Transient antiretroviral therapy selecting for common HIV-1 mutations substantially accelerates the appearance of rare mutations

Background: Highly selective antiretroviral (ARV) regimens such as single dose nevirapine (NVP) used for prevention of mother to child transmission (PMTCT) in resource-limited settings produce transient increases in otherwise marginal subpopulations of cells infected by mutant genomes. The longer term implications for accumulation of further resistance mutations are not fully understood. Methods: We develop a new strain-differentiated hybrid deterministic-stochastic population dynamic type model of healthy and infected cells. We explore how the transient increase in a population of cells transcribed with a common mutation (modelled deterministically), which occurs in response to a short course of monotherapy, has an impact on the risk of appearance of rarer, higher-order, therapy-defeating mutations (modelled stochastically).

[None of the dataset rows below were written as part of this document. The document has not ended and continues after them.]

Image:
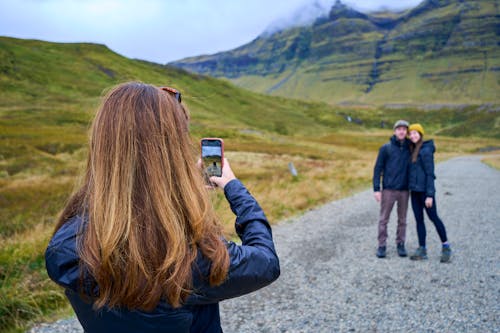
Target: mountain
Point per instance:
(442, 51)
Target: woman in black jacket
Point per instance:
(423, 192)
(139, 248)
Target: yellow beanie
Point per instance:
(418, 128)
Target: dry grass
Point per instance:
(493, 161)
(329, 168)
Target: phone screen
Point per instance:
(211, 155)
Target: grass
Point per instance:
(492, 161)
(44, 117)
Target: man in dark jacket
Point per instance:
(392, 165)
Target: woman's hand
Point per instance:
(227, 176)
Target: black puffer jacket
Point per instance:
(392, 164)
(422, 171)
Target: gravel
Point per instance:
(331, 280)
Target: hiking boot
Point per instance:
(445, 254)
(381, 251)
(420, 254)
(402, 250)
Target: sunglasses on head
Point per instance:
(176, 93)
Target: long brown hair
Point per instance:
(147, 207)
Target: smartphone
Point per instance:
(212, 156)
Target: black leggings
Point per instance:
(418, 205)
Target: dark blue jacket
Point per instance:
(422, 171)
(253, 265)
(392, 164)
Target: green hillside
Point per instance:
(49, 91)
(442, 51)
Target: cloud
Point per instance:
(308, 12)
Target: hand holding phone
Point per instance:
(212, 156)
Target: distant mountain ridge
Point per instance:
(442, 51)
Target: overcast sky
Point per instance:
(163, 30)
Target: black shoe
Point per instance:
(381, 251)
(446, 254)
(420, 254)
(402, 250)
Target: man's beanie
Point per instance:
(401, 123)
(418, 128)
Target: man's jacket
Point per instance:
(422, 171)
(253, 265)
(392, 165)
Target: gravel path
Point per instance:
(331, 280)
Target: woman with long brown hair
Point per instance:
(423, 192)
(138, 248)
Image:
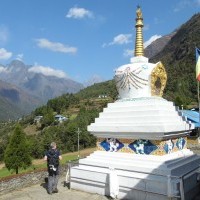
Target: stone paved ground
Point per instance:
(38, 192)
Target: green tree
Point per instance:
(17, 153)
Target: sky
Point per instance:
(80, 39)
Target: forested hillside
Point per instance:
(80, 109)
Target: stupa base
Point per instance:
(133, 176)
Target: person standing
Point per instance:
(52, 156)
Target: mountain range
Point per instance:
(21, 90)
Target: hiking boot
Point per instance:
(55, 190)
(49, 192)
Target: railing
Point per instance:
(69, 165)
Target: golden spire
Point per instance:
(139, 48)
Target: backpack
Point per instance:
(53, 159)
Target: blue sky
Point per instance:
(83, 38)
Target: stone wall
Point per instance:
(19, 181)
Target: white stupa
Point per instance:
(141, 139)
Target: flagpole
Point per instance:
(198, 98)
(198, 104)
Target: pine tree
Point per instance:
(17, 154)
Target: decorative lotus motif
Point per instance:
(131, 78)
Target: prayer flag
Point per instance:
(198, 64)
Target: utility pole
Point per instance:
(78, 132)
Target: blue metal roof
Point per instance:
(192, 116)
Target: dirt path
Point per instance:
(83, 153)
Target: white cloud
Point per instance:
(3, 69)
(4, 34)
(151, 39)
(20, 57)
(55, 46)
(182, 5)
(119, 40)
(79, 13)
(4, 54)
(128, 53)
(47, 71)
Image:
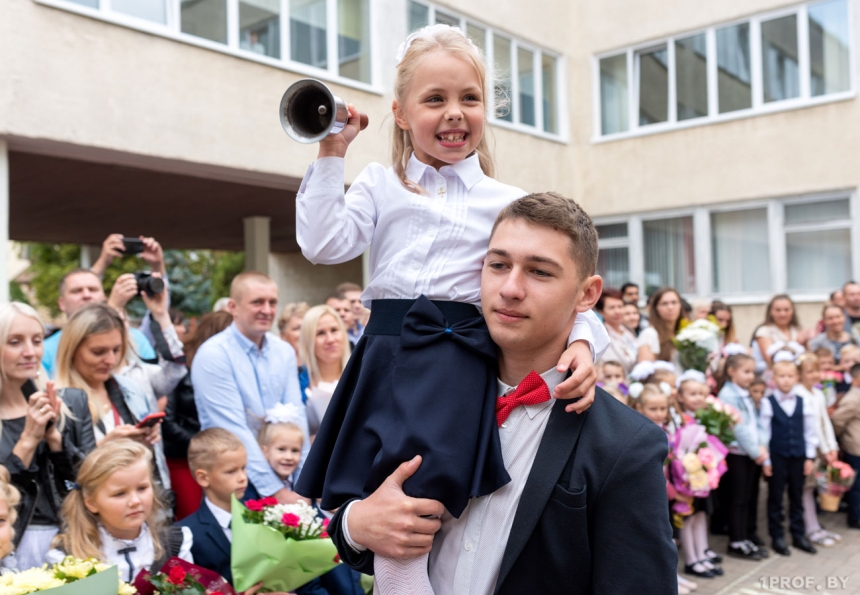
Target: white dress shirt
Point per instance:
(430, 244)
(467, 552)
(788, 403)
(223, 517)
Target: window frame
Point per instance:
(777, 231)
(759, 107)
(562, 136)
(171, 29)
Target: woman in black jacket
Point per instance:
(45, 435)
(181, 421)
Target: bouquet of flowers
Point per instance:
(696, 343)
(697, 461)
(834, 480)
(719, 419)
(282, 545)
(178, 577)
(69, 577)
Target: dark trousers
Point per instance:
(752, 516)
(740, 473)
(787, 473)
(853, 496)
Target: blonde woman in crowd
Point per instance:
(290, 328)
(44, 433)
(324, 348)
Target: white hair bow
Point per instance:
(642, 370)
(427, 31)
(284, 413)
(734, 349)
(691, 375)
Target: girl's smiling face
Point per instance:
(444, 111)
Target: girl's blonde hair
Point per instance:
(268, 431)
(8, 313)
(92, 319)
(11, 495)
(308, 335)
(454, 42)
(80, 536)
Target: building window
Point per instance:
(525, 86)
(691, 76)
(829, 58)
(734, 78)
(801, 57)
(330, 36)
(779, 59)
(740, 251)
(669, 254)
(653, 70)
(613, 94)
(817, 244)
(613, 260)
(805, 247)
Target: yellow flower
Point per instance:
(698, 480)
(691, 463)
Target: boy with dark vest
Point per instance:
(788, 431)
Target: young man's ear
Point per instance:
(201, 476)
(591, 288)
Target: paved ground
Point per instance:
(833, 571)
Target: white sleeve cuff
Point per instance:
(345, 524)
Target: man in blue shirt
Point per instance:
(244, 371)
(80, 287)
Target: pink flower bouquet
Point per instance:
(282, 545)
(697, 461)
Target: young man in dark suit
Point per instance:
(586, 509)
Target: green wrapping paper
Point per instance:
(102, 583)
(260, 553)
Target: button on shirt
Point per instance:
(235, 383)
(222, 517)
(467, 552)
(788, 403)
(429, 244)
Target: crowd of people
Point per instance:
(127, 443)
(797, 392)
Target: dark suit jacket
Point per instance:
(593, 517)
(211, 548)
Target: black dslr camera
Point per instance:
(148, 284)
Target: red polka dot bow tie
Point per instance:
(531, 391)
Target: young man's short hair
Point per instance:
(77, 271)
(207, 446)
(549, 209)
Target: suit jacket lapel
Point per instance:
(213, 528)
(556, 446)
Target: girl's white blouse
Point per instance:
(429, 244)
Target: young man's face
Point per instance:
(531, 289)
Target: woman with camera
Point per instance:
(44, 433)
(93, 347)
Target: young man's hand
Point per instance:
(583, 377)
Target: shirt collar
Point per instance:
(469, 170)
(223, 517)
(247, 345)
(109, 540)
(781, 396)
(552, 378)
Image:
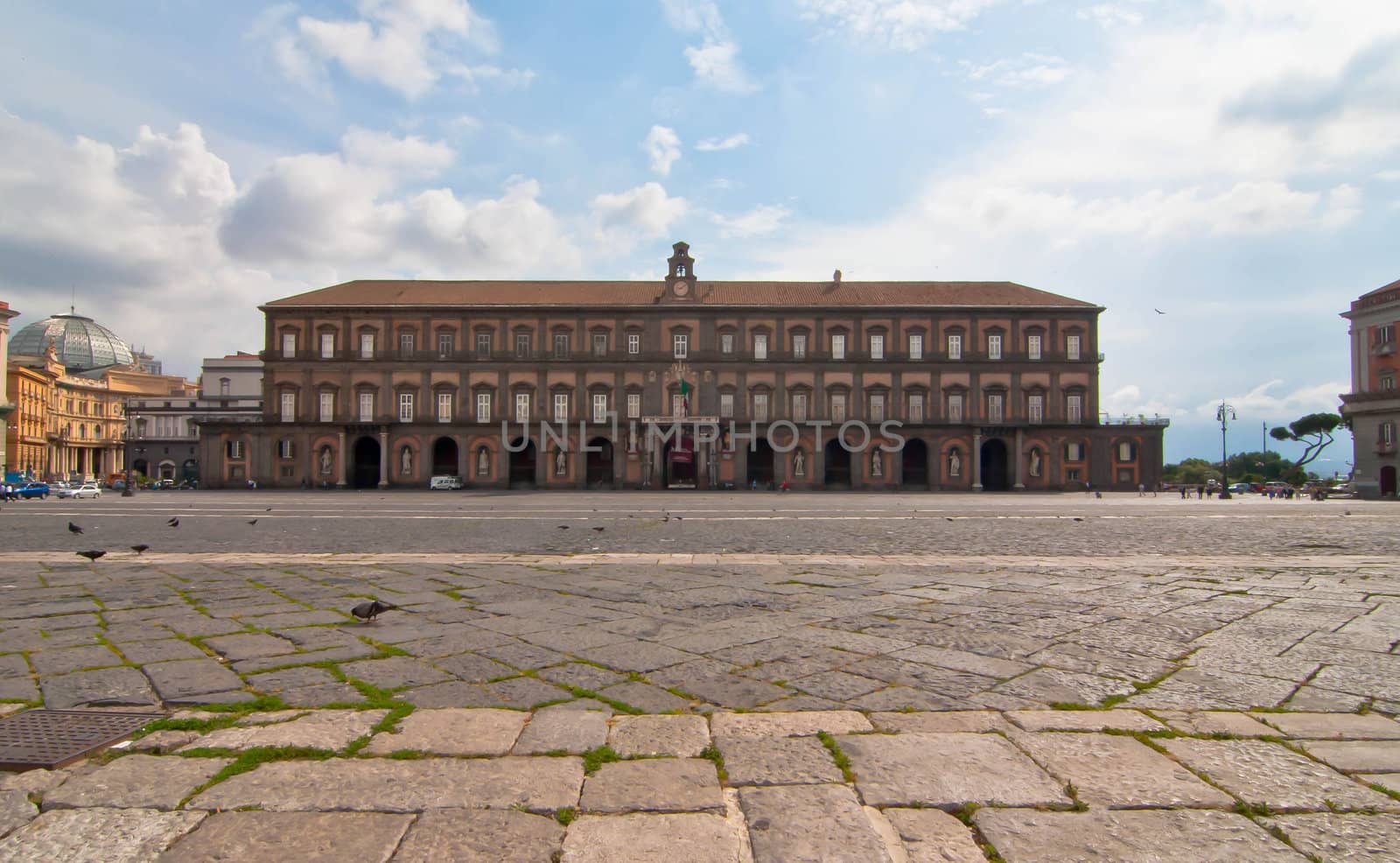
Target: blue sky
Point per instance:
(1232, 163)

Results: Scenarios with a transient of a magnitude and duration such as is known to occur under NVP monotherapy exhibit significantly accelerated viral evolution compared to no-treatment scenarios. We identify a possibly important new biological timescale; namely, the duration of persistence, after a seminal mutation, of a sub-population of cells bearing the new mutant gene, and we show how increased persistence leads to an increased probability that a rare mutant will be present at the moment at which a new treatment regimen is initiated. Conclusion: Even transient increases in subpopulations of common mutants are associated with accelerated appearance of further rarer mutations. Experimental data on the persistence of small subpopulations of rare mutants, in unfavourable environments, should be sought, as this affects the risk of subverting later regimens.